The 32-year-old Mohamed lives in Bonn, where she studied history and philosophy. As a teenager she was active in anti-fascist groups and came to the Jusos through university politics. She aggressively advocates for the rights of minorities, describes herself as a queer black woman and wants to combine struggles for equality with the fight for social justice. “It is important to me that we as Jusos find more connection to the climate movement, to anti-racist and feminist movements,” she told the taz after declaring her candidacy in September. She wants to make the Jusos “more visible again as an activist youth organization”.

Bringing left-wing social movements together is also Philipp Türmer’s concern. In his candidacy he explains: “The commonality of climate activist, trade union, feminist and anti-racist movements is the fight against capitalism.”

Criticism of Scholz and Faeser

There are no major differences in content between the two candidates, they are more nuances. Türmer explains that his focus is more on the issue of distributive justice. The studied economist is currently working on his legal doctorate. Topic: “The confiscation of assets in criminal law.”

Both also have in common that they are critical of the SPD’s current course in government and rule out their own candidacy for the Bundestag. While Mohamed has the strong North Rhine-Westphalia regional association behind him, the Hesse tower player can count on a good network within the Jusos. The outgoing Juso chairwoman Jessica Rosenthal has publicly avoided taking sides.

The debates on current political issues, in which Jusos sharply criticize the SPD-led traffic light, will certainly be exciting. On the one hand, this is asylum policy. Sarah Mohamed sees “red lines crossed” when it comes to asylum.
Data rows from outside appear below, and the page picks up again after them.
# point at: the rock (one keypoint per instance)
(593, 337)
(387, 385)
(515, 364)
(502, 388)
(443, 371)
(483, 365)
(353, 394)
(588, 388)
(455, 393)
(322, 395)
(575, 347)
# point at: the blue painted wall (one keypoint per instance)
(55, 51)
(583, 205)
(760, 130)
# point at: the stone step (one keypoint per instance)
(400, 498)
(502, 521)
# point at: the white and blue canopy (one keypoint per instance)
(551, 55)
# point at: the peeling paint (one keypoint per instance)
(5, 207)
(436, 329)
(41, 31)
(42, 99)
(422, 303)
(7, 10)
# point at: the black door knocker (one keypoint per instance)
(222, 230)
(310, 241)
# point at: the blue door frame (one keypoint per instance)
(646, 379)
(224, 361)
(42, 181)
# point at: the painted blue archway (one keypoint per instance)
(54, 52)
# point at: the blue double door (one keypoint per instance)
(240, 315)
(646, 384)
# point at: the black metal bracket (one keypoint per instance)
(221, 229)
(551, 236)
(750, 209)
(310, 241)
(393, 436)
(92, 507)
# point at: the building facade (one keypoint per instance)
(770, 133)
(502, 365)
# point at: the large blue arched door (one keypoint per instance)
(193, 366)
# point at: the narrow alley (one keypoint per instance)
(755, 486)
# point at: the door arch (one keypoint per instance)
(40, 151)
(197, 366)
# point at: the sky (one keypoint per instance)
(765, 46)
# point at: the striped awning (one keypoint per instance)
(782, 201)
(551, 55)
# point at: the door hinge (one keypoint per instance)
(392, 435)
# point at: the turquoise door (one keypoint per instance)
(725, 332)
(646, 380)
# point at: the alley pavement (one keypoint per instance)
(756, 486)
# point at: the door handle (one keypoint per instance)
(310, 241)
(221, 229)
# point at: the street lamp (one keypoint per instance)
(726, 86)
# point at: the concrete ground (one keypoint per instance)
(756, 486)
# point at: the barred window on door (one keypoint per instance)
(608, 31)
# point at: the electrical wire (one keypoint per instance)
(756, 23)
The traffic light policy has racist traits, she told the taz and that contributes to the current cold relationship between the Jusos and the SPD.

Mohamed particularly criticizes the course of Interior Minister Nancy Faeser and Chancellor Olaf Scholz and their right-wing tone that deportations must now be carried out on a large scale. “It is time for people in the SPD to stand up and take a clear stance,” said Mohamed.
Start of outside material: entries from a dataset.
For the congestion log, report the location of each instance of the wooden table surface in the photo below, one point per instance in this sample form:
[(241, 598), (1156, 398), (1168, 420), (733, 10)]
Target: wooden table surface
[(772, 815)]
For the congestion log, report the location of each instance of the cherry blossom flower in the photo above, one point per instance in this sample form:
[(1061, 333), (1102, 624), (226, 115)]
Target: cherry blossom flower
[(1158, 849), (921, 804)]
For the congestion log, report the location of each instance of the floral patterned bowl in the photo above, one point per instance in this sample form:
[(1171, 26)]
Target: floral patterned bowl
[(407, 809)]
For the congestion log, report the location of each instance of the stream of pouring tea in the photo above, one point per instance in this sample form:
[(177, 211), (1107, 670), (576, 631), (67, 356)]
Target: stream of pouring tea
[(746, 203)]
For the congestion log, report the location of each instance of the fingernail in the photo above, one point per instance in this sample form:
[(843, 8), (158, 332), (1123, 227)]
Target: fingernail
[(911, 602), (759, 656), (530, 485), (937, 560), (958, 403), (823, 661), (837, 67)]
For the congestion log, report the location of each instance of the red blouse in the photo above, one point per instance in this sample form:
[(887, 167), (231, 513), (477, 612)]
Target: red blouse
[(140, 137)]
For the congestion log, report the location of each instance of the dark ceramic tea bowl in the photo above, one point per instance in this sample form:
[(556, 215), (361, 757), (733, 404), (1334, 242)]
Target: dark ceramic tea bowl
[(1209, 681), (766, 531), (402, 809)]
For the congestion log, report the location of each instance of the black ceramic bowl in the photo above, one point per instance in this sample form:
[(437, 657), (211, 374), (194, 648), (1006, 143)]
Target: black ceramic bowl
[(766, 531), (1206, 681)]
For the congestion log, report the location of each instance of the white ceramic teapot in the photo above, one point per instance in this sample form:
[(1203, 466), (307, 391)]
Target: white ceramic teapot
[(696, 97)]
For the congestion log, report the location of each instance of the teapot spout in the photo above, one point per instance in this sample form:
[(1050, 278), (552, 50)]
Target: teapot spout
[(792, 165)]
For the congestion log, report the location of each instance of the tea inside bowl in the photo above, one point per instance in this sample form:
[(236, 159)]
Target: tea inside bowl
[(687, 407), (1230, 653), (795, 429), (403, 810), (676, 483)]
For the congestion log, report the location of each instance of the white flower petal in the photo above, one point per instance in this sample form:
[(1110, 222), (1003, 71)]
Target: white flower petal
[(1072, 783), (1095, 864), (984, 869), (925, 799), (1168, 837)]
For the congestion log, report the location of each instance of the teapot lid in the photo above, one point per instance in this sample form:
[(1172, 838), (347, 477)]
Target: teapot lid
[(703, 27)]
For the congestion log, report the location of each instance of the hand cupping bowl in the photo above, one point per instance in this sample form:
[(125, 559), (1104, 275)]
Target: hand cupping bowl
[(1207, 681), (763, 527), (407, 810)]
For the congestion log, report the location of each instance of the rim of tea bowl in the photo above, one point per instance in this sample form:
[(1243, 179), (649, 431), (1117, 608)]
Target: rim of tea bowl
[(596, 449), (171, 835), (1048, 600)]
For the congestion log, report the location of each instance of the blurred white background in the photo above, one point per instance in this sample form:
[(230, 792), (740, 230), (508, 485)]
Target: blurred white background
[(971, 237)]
In the Federal Executive Board’s lead proposal, the Jusos reject the establishment of camps at the external borders, an essential element of the reform of the European asylum system that Faeser helped negotiate. Instead, they demand safe escape routes and legal means of escape. Every person fleeing persecution or poverty deserves protection and asylum in the European Union.

Another current topic that will probably also be discussed at the Federal Congress are the consequences of the Federal Constitutional Court’s ruling. The decision was made on Wednesday, that the traffic light government acted unconstitutionally, when she reallocated loans that had not been drawn from the times of the corona pandemic into the climate fund. There is now a lack of 60 billion euros for the climate-neutral restructuring of the economy and society.

Abolish the debt brake

“If this money is lost in the climate fund, I see a black mark for the climate goals,” said Türmer, adding that the traffic light must now change direction in terms of fiscal policy. “The only right thing would be to abolish or at least suspend the debt brake. To do this, the government can declare a climate emergency.”
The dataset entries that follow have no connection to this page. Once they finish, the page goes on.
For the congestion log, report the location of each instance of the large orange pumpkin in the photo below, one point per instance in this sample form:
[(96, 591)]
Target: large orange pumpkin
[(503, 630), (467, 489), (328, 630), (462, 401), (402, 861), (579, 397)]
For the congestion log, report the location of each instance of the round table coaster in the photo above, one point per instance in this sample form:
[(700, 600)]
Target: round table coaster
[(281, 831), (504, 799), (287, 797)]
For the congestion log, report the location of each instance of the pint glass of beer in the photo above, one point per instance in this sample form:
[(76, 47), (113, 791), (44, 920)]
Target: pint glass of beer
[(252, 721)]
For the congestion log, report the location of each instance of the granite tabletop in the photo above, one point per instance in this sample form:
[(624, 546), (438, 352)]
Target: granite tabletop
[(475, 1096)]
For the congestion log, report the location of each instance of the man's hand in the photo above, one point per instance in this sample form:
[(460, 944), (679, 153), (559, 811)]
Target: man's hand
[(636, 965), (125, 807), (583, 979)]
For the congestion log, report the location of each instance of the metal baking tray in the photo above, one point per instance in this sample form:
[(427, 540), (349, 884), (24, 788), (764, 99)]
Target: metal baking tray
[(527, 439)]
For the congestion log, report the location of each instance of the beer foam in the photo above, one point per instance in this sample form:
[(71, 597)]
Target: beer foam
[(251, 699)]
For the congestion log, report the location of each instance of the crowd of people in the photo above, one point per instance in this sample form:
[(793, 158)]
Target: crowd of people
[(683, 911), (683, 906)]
In order to abolish the constitutional debt brake, the traffic light would need a two-thirds majority and the votes of the Union. But she is absolutely against it. In an acute crisis, the Bundestag could also suspend the debt brake with a simple majority. However, the FDP, which insists on the brakes, is not playing along.

In their lead motion, the Jusos are calling for the abolition of the debt brake – “and the ruling from Karlsruhe has strengthened us in this demand,” said Türmer.

No matter who prevails in the end, the SPD can probably expect that the Jusos, who traditionally see themselves as the left-wing driving forces of their social democratic parent party, will appear more rebellious and demanding again in the future. Hubertus Heil, SPD labor minister with a Juso past, and Kevin Kühnert, general secretary and former Juso federal chairman, who are coming to the federal congress on Saturday as guest speakers, can dress warmly.